A Casa Neon Cunha abriu as portas em 2019 para oferecer à comunidade LGBTQIA+ o que muitas vezes o poder público não consegue, e desde setembro as contas atingiram um estágio crítico. O imóvel, na rua da Defensoria Pública de São Bernardo do Campo, é o lar, atualmente, de 25 pessoas, e atende, em média, outras 15 por dia, entre atendimentos psicossociais, em assessoria jurídica e oficinas.
Por mês, a organização precisa de R$ 50 mil para cobrir os gastos dos serviços que presta, quando somados aluguel, folha de pagamento de funcionários e contas básicas, como alimentação, luz e água. O orçamento ficou mais apertado desde 2021, quando passou a estruturar o imóvel para transformá-lo na residência permanente de pessoas da comunidade. Por enquanto, o espaço vai sobrevivendo com parcerias pontuais de marcas e por indicação da prefeitura da cidade como um local de referência, mesmo sem que a gestão municipal tenha tido interesse em firmar contrato para assegurar recursos.

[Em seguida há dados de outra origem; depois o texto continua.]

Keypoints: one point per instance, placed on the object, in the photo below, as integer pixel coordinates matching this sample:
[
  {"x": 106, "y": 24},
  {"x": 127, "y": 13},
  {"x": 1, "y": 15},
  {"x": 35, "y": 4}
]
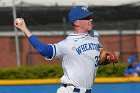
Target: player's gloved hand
[{"x": 107, "y": 57}]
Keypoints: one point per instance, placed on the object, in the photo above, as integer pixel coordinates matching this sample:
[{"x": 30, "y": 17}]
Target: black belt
[{"x": 77, "y": 89}]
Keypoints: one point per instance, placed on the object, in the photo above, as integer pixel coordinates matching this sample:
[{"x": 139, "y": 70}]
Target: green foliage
[
  {"x": 31, "y": 72},
  {"x": 55, "y": 71},
  {"x": 111, "y": 71}
]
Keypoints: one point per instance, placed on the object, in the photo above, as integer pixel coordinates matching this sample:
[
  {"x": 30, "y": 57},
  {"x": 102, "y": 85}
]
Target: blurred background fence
[{"x": 118, "y": 26}]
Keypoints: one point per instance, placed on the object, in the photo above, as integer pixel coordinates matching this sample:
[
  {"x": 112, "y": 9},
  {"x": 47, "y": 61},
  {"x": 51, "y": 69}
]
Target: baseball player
[{"x": 79, "y": 51}]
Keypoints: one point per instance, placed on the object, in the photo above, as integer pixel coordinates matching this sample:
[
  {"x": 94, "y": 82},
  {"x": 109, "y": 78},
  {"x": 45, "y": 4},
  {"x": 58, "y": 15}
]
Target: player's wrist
[{"x": 27, "y": 32}]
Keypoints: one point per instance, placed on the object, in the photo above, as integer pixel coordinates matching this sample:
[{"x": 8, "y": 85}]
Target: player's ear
[{"x": 76, "y": 23}]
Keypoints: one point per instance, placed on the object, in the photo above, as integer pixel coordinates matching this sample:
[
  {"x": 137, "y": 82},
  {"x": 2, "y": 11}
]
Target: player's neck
[{"x": 79, "y": 31}]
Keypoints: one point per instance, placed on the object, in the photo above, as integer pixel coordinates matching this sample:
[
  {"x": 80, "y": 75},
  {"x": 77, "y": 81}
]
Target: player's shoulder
[{"x": 93, "y": 33}]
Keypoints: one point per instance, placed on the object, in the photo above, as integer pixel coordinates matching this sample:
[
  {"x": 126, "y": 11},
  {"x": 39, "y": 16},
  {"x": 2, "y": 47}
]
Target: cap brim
[{"x": 88, "y": 14}]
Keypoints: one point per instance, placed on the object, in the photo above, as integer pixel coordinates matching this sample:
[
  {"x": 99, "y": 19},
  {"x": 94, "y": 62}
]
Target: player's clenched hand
[
  {"x": 108, "y": 57},
  {"x": 20, "y": 24}
]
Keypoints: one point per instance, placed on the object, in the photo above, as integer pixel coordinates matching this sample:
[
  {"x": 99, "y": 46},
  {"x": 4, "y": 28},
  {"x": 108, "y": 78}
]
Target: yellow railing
[{"x": 57, "y": 81}]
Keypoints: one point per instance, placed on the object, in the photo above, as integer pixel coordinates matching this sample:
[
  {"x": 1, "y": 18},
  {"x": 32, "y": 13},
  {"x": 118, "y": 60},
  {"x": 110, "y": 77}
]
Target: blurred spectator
[{"x": 133, "y": 68}]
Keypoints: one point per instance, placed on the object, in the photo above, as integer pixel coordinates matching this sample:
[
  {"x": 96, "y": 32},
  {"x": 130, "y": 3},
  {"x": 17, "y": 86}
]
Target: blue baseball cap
[
  {"x": 78, "y": 12},
  {"x": 131, "y": 60}
]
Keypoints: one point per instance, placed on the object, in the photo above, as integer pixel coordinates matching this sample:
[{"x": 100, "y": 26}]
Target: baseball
[{"x": 18, "y": 21}]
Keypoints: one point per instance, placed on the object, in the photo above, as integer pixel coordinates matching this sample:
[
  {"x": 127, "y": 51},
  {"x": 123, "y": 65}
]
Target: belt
[{"x": 77, "y": 89}]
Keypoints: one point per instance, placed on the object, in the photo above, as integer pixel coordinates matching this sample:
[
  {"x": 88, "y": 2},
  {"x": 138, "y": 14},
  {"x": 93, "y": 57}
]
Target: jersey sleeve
[
  {"x": 94, "y": 34},
  {"x": 46, "y": 50},
  {"x": 60, "y": 48}
]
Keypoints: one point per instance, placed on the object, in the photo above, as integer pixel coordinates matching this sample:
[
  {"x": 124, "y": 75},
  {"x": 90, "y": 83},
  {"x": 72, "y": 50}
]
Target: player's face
[{"x": 86, "y": 23}]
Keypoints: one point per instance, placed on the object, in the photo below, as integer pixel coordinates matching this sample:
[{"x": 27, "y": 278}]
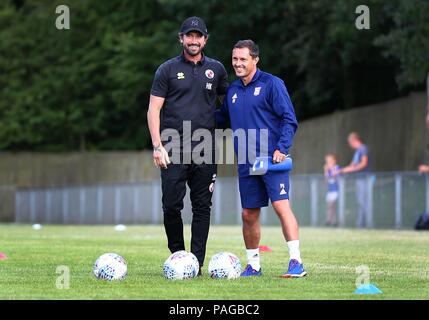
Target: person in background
[
  {"x": 330, "y": 171},
  {"x": 360, "y": 168},
  {"x": 424, "y": 168}
]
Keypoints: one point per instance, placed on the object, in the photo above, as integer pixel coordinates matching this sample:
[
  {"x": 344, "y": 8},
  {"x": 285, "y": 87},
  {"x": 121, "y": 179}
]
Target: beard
[{"x": 190, "y": 52}]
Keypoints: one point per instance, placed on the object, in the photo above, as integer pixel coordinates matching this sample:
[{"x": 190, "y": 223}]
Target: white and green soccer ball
[
  {"x": 181, "y": 265},
  {"x": 225, "y": 265},
  {"x": 110, "y": 267}
]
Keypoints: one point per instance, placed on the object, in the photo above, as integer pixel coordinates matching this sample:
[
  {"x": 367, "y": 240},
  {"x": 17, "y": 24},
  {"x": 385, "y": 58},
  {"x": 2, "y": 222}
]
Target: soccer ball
[
  {"x": 110, "y": 266},
  {"x": 225, "y": 265},
  {"x": 181, "y": 265}
]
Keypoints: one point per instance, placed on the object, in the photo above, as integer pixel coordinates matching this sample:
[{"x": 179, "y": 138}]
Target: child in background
[{"x": 330, "y": 170}]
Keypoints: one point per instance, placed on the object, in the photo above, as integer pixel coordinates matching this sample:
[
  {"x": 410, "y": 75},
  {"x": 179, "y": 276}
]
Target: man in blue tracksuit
[{"x": 259, "y": 101}]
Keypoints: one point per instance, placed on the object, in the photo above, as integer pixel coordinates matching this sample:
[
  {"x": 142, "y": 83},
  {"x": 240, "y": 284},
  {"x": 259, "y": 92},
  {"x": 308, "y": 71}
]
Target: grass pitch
[{"x": 398, "y": 262}]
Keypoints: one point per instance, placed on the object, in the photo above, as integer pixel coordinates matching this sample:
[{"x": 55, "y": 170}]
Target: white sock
[
  {"x": 294, "y": 250},
  {"x": 253, "y": 258}
]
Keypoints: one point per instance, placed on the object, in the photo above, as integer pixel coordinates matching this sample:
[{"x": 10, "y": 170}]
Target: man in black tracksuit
[{"x": 184, "y": 91}]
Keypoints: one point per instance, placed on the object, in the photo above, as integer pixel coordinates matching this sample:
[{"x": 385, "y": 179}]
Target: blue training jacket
[{"x": 263, "y": 104}]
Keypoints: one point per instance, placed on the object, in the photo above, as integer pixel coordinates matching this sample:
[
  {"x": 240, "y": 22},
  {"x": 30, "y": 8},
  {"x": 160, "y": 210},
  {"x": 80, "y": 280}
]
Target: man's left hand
[{"x": 278, "y": 156}]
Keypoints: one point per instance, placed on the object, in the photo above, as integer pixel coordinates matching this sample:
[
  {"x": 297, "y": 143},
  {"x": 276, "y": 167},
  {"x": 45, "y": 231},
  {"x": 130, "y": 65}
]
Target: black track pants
[{"x": 199, "y": 178}]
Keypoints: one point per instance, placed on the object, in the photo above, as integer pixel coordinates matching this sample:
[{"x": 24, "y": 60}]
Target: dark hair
[{"x": 249, "y": 44}]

Segundo o presidente da organização, Paulo Araújo, a maioria dos residentes é negra e do Nordeste. Entre eles, há, inclusive, pessoas que foram expulsas de casa por familiares, e que sofreram violências por causa de sua orientação sexual ou identidade de gênero.
Saber qual o perfil dos integrantes da comunidade no município onde funciona, aliás, é uma das demonstrações de comprometimento com a causa que a Neon Cunha deu, já que tem buscado levantar dados por meio de um censo.
Se a casa quebrar de vez, muitos dos moradores poderão ficar sem um teto. Isso porque o mercado de trabalho não se mostra receptivo a pessoas LGBTQIA+ e os moradores da Neon Cunha, que não são, portanto, exceção, têm dificuldade para conseguir manter uma renda satisfatória, que permita seu sustento fora dela. Há também quem tenha abandonado a vida em situação de rua com a ajuda da organização.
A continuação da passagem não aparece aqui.